Think Small, Act Big: Primitive Prompt Learning for Lifelong Robot Manipulation¶
Conference: CVPR 2025
arXiv: 2504.00420
Code: None
Area: Robot Manipulation / Lifelong Learning
Keywords: Primitive Prompt Learning, Lifelong Learning, Optical Flow, Diffusion Policy, Catastrophic Forgetting
TL;DR¶
This paper proposes Primitive Prompt Learning (PPL), which encodes motion primitives into reusable prompt vectors. By combining this with flow-aware Motion-Aware Prompting (MAP), it enables the sharing of motion primitives across skills. Using a freeze-and-expand mechanism to support lifelong robot manipulation learning, PPL outperforms baselines such as LoRA and experience replay in both LIBERO and real-world environments.
Background & Motivation¶
Background: Robotic manipulation policies are typically trained on a fixed set of tasks, requiring retraining when encountering new tasks. In practical applications, robots need to learn new skills continuously without forgetting old ones (lifelong learning). Existing lifelong learning methods (experience replay, LoRA, etc.) either require storing historical data or fail to transfer knowledge effectively.

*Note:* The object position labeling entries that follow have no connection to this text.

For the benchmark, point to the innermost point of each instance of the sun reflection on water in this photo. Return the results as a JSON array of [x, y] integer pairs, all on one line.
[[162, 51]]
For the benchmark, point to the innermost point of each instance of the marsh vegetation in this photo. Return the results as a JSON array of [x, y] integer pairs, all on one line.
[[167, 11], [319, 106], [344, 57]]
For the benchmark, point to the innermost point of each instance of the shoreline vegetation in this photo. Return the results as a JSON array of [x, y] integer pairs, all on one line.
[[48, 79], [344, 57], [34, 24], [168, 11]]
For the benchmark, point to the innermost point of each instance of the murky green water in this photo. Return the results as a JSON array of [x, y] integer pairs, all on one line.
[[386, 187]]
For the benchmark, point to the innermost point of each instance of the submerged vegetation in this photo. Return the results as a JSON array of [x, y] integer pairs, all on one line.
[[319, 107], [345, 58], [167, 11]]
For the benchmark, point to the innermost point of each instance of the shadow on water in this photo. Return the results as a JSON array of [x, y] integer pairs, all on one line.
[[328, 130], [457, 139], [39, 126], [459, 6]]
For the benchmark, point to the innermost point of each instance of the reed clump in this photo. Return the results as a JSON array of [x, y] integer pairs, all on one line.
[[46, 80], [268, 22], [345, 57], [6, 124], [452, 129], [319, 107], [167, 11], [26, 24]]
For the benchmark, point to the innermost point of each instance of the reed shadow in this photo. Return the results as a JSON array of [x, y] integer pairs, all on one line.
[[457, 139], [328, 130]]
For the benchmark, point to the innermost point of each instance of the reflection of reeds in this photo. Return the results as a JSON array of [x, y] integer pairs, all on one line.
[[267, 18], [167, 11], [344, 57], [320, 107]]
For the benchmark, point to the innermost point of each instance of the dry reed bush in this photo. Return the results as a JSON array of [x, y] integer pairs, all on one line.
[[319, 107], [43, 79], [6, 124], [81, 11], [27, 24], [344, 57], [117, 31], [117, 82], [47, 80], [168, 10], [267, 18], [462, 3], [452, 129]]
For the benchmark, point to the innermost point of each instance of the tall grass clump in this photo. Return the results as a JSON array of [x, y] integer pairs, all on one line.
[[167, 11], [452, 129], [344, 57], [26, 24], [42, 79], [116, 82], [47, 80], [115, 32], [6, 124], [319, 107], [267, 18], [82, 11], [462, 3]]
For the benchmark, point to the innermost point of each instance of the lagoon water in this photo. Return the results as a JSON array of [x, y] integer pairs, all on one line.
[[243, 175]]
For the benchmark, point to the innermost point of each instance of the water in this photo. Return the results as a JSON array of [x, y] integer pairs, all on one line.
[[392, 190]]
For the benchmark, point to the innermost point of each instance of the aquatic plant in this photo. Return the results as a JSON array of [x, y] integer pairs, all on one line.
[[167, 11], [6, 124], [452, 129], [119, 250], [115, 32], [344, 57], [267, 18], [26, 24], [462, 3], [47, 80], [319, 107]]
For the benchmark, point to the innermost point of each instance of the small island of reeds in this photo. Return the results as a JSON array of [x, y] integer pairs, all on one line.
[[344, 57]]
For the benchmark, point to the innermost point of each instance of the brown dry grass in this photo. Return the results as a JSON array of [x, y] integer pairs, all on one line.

Limitations of Prior Work: Shared motion primitives exist across different manipulation skills (e.g., the "grasping" action is similar in grabbing a mug and grabbing a banana). However, existing methods only identify correlations between tasks through semantic similarity (text embeddings), ignoring shared structures at the motion level. Consequently, knowledge transfer between semantically distinct but motion-similar tasks ("grasp mug" vs "place banana") is missed.

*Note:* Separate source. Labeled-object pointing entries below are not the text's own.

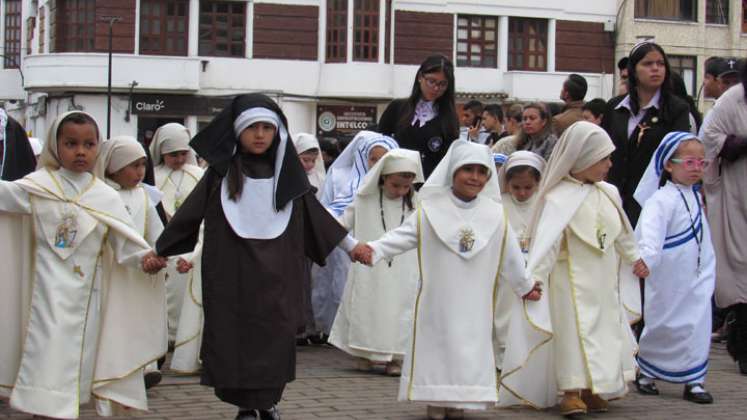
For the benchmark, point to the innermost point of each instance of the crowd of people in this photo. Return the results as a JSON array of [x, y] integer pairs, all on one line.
[[487, 255]]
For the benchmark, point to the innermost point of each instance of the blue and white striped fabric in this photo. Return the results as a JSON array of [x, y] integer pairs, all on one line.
[[347, 172], [650, 181]]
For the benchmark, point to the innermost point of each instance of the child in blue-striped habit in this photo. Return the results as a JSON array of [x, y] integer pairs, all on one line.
[[675, 242]]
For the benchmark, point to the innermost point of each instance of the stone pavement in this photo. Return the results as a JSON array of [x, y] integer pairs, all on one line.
[[329, 387]]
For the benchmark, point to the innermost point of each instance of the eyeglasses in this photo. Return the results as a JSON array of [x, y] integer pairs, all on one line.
[[691, 163], [436, 84]]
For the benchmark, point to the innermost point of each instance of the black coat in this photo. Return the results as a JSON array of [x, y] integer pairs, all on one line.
[[632, 154], [18, 159]]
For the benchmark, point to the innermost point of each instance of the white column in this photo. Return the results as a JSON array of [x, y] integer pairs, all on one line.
[[551, 24], [503, 43], [194, 28]]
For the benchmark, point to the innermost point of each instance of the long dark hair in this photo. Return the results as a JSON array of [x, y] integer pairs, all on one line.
[[445, 103], [636, 55]]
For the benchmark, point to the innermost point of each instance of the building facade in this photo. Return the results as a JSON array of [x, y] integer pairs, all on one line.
[[333, 65], [690, 31]]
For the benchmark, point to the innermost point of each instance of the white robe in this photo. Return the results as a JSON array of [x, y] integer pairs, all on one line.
[[676, 339], [176, 186], [375, 315], [74, 341], [451, 361]]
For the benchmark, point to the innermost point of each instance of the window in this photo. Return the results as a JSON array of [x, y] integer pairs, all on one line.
[[164, 27], [666, 9], [366, 30], [222, 29], [76, 23], [476, 41], [527, 44], [685, 66], [12, 46], [337, 31]]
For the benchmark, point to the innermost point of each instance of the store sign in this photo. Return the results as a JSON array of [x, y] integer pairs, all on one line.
[[177, 105], [343, 122]]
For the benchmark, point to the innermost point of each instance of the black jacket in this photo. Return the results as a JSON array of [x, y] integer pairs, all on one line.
[[632, 154]]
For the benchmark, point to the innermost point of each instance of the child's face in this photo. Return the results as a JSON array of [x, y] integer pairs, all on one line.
[[308, 159], [595, 173], [397, 185], [688, 163], [257, 138], [375, 155], [131, 175], [175, 160], [77, 147], [522, 186], [469, 180]]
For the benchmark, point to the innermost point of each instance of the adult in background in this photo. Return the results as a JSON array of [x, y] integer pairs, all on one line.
[[16, 156], [427, 120], [725, 141], [638, 121], [573, 94]]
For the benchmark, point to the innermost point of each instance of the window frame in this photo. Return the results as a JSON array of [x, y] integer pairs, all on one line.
[[524, 52], [480, 41], [208, 47]]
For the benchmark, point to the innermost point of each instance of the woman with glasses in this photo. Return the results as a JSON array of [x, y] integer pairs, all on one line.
[[427, 120]]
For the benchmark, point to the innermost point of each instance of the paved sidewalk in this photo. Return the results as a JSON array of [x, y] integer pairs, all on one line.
[[329, 387]]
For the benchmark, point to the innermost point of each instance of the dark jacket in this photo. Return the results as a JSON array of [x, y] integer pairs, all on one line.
[[632, 154]]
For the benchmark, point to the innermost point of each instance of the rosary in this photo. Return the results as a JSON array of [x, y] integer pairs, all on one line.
[[381, 210]]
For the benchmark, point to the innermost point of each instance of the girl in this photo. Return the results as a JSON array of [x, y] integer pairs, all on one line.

Key Challenge: Lifelong learning needs to balance the retention of old knowledge with the acquisition of new knowledge. Excessive parameter sharing leads to good transfer but severe forgetting; high parameter isolation results in less forgetting but weak transfer.
Goal: Find shared motion primitives, allowing them to be learned during multi-task pre-training and then frozen and reused during lifelong learning.

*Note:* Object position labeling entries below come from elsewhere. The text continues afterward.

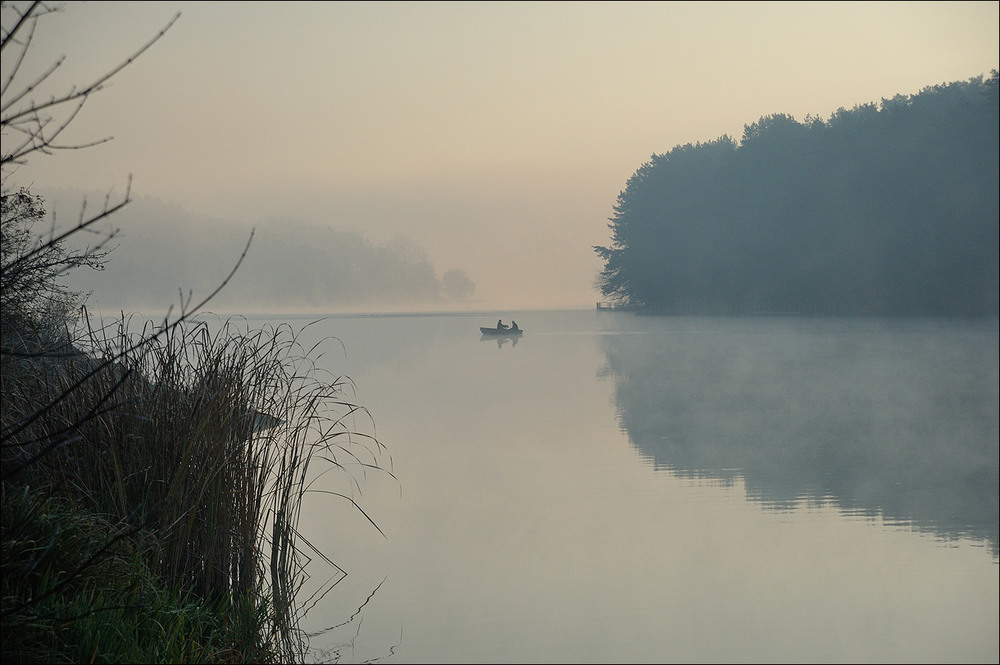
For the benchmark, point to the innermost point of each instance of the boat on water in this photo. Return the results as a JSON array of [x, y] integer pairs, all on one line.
[[500, 332]]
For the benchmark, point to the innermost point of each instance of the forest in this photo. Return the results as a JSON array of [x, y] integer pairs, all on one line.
[[889, 208]]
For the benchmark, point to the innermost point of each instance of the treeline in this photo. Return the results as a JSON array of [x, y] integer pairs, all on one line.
[[888, 208], [292, 265]]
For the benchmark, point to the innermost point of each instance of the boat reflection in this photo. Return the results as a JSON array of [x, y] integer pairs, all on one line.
[[501, 340]]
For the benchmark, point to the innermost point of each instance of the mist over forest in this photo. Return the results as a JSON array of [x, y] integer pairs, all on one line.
[[886, 208], [162, 251]]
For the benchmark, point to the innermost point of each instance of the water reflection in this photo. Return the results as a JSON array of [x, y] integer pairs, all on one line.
[[897, 419]]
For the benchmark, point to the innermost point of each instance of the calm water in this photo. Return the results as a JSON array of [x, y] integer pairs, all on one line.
[[618, 488]]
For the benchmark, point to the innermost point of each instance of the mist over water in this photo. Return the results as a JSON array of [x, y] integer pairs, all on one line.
[[620, 488]]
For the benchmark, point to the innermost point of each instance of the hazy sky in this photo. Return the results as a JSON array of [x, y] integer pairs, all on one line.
[[494, 135]]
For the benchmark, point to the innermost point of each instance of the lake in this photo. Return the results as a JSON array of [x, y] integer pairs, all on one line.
[[621, 488]]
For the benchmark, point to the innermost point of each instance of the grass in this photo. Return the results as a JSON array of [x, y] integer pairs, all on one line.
[[152, 487]]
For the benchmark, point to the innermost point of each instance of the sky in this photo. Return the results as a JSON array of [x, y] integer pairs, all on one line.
[[495, 136]]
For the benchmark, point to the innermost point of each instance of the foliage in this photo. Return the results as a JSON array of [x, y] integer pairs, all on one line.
[[882, 209], [152, 474]]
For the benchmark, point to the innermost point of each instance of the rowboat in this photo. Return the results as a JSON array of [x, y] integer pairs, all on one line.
[[500, 332]]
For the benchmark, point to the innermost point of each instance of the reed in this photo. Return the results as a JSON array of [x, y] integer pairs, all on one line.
[[173, 461]]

Key Insight: Optical flow is used to extract motion information, which is combined with CLIP text embeddings to form query vectors. The motion patterns captured by optical flow ("grasping downwards", "pushing forwards") cross semantic boundaries, serving as the key to discovering the shareability of motion primitives.
Core Idea: Joint queries of optical flow and semantics discover cross-task motion primitives \(\to\) encoded as prompt vectors \(\to\) which are frozen after pre-training and reused throughout lifelong learning.
Method¶
Overall Architecture¶
A two-stage framework: Stage 1 pre-trains a Diffusion Transformer policy alongside primitive prompt vectors on multi-skill data. Prompts are injected into the Key/Value of MSA layers via a prefix mechanism. Stage 2 freezes pre-trained prompts when learning new skills, introducing new lifelong learning prompts and blending both types using an attention weighting mechanism. The MAP module integrates optical flow and text embeddings into a query vector, selecting relevant prompt components via cosine similarity.
Key Designs¶
-
Motion-Aware Prompting (MAP):
- Function: Leverage both motion and semantic information to discover shared primitives across tasks.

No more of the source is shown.